The MANAGEMENT FACILITY is assumed to have general supervision over the activities of subcontractors and is ultimately responsible for the reasonable safety of a premises or operation. Failure to meet this duty is actionable if it results in an injury to a client or member of the general public.
Vicarious liability may result from employer-employee relationships, principal-agent relationships or relationships with independent contractors. The principal of vicarious liability describes situations where the MANAGEMENT FACILITY will be held liable for the negligent acts of independent contractors or subcontractors – even though the MANAGEMENT FACILITY is otherwise free from all fault, did nothing to aid or encourage the subcontractors negligence, played no part in it, or even possibly did everything possible to prevent it.

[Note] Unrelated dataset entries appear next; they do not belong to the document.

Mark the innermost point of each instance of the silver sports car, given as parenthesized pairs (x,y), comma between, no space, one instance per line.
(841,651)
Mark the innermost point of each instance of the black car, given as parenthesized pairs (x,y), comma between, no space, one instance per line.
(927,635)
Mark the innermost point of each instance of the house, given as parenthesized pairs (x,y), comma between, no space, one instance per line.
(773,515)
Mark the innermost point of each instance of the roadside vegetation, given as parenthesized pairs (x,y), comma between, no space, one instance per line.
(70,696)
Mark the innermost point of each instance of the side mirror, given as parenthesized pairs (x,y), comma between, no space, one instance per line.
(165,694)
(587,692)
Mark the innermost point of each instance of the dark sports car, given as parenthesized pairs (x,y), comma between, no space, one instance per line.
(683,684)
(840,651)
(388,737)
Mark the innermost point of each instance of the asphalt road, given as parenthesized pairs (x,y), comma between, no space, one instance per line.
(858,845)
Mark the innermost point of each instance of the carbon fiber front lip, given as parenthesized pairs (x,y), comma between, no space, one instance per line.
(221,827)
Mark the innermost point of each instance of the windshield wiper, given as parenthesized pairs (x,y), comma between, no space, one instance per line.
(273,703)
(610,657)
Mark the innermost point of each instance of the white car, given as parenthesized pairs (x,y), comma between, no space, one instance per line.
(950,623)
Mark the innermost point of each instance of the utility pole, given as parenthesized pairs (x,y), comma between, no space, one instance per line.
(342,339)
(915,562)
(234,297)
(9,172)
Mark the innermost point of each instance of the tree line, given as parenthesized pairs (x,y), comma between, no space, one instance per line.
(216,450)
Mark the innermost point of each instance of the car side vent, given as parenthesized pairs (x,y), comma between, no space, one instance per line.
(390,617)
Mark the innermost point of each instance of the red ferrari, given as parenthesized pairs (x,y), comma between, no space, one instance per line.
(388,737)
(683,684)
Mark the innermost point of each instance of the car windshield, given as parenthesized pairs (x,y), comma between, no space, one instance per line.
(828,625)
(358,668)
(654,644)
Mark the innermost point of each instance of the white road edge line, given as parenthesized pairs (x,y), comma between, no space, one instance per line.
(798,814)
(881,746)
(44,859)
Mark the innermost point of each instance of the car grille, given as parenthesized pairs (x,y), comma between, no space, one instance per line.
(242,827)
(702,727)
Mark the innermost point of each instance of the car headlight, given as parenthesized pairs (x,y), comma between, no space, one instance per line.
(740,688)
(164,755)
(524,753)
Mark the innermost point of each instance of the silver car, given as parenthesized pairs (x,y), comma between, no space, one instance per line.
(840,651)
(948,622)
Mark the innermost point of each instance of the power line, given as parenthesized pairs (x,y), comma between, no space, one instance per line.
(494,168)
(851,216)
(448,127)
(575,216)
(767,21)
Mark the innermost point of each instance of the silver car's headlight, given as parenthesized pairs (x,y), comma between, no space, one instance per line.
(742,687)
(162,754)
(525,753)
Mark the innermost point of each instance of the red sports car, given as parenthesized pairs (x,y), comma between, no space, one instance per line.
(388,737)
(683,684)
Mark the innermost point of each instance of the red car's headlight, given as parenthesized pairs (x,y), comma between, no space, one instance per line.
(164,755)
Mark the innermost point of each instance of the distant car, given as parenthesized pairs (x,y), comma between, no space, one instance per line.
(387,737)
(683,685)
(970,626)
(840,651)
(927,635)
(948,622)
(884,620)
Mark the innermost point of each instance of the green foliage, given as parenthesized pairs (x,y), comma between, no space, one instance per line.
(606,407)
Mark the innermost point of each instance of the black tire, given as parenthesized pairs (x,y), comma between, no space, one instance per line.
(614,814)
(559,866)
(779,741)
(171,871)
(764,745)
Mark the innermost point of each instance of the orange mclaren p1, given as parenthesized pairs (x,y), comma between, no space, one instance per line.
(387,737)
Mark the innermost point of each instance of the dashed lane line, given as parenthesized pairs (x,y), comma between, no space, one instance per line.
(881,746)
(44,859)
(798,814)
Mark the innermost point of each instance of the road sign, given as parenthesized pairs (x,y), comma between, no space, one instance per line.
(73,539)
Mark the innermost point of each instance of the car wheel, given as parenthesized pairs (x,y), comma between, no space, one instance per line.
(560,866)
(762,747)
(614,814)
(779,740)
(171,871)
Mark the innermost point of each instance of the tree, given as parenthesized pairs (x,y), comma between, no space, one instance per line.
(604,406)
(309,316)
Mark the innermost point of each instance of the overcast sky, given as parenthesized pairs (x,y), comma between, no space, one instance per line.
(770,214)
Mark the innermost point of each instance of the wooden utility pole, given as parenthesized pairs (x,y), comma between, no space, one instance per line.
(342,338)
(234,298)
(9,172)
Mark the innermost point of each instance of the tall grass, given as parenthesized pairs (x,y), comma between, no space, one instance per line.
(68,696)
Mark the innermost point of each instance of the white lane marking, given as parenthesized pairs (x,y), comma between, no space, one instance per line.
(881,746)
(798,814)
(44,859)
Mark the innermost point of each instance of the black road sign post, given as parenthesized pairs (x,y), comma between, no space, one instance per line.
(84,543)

As a general rule, a party is not normally vicariously liable for the torts of its agent or independent contractor. This is most often explained by the observation that, because the contractor does not control the manner in which an independent contractor does his work it is to be regarded as the subcontractor’s own enterprise.
The “general rule” relating to vicarious liability and acts by independent contractors is nearly swallowed up by no less than twenty-one recognized exceptions to the general rule.
The employment of an independent contractor will not insulate a MANAGEMENT FACILITY from vicarious liability for the acts of the contractor where the MANAGEMENT FACILITY fails to take reasonable precautions where there is a foreseeable chance of harm to others. It is the MANAGEMENT Facility’s duty, for instance, to exercise reasonable care to select a competent and careful contractor with the proper training, experience and equipment for the job.
The vicarious liability of a MANAGEMENT FACILITY for the negligent acts of agents or independent contractors is called “joint and several”. A liability is joint and several when an injured party sues one or more or the responsible parties separately or together for injuries suffered.
No agreement generally entered into by a MANAGEMENT FACILITY with an agent or independent contractor which attempts to secure an exemption from liability for harm caused by the negligence of the contractor is binding on the injured third party.